Longoria went on to note that she and her castmates “were working so hard” on Desperate Housewives that they rarely noticed what was going on off-camera. “Anything that happened outside the show, we were like, ‘What?’ We could never come up for air to really get outside of ourselves,” she said. “We were only on the set. … I remember that noise being outside of us. We were in such a bubble with our crew and each other.”
The Flamin’ Hot director said that their schedule was so intense that they could barely even enjoy the highs that came with the global success of the show, which ran on ABC from 2004 to 2012.
“All that stuff of ‘we’re fighting,’ even like, ‘No. 1 show, you’re amazing’ — good and bad, it didn’t penetrate, because we were working, and I was exhausted,” Longoria remembered, adding that she often forgets how many stories there were about the women feuding during filming. “People ask me that a lot. ‘Were you guys really fighting?’” she said. “And I was like, ‘God, I forgot that was a thing.’ It was a thing. It was a big thing.”
Longoria previously revealed that she was “bullied” on the set of Desperate Housewives by a colleague but didn’t identify the alleged culprit.
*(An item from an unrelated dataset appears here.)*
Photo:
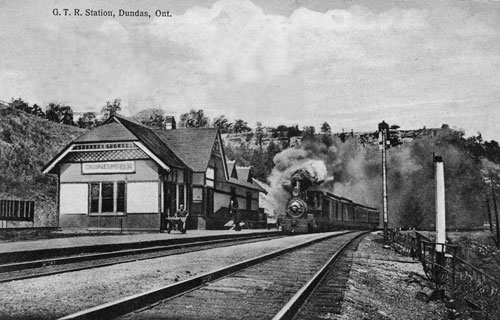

She did, however, note that Huffman, 60, stepped in to stop the behavior.
“I dreaded the days I had to work with that person because it was pure torture. Until one day, Felicity told the bully 'enough' and it all stopped,” Longoria wrote in 2019 in a letter of support for Huffman submitted while she was on trial for her role in the college admissions scandal. “Felicity could feel that I was riddled with anxiety even though I never complained or mentioned the abuse to anyone. … I know I would not have survived those 10 years if it wasn't for the friendship of Felicity.”
Huffman pleaded guilty to honest services fraud in May 2019 and served 12 days in jail. She was also fined $30,000 and ordered to complete 250 hours of community service.
While Longoria downplayed on-set drama with Shepard, her former costar Nicollette Sheridan made headlines for filing a lawsuit against Desperate Housewives creator Marc Cherry. After Sheridan’s character, Edie Britt, was killed off in season 5, Sheridan, 60, claimed that Cherry, 61, wrote her off the show after she complained about an alleged incident where he hit her in the head.
A judge dismissed Sheridan’s lawsuit in early 2017 after a 2012 mistrial. Cherry, meanwhile, denied Sheridan’s allegations.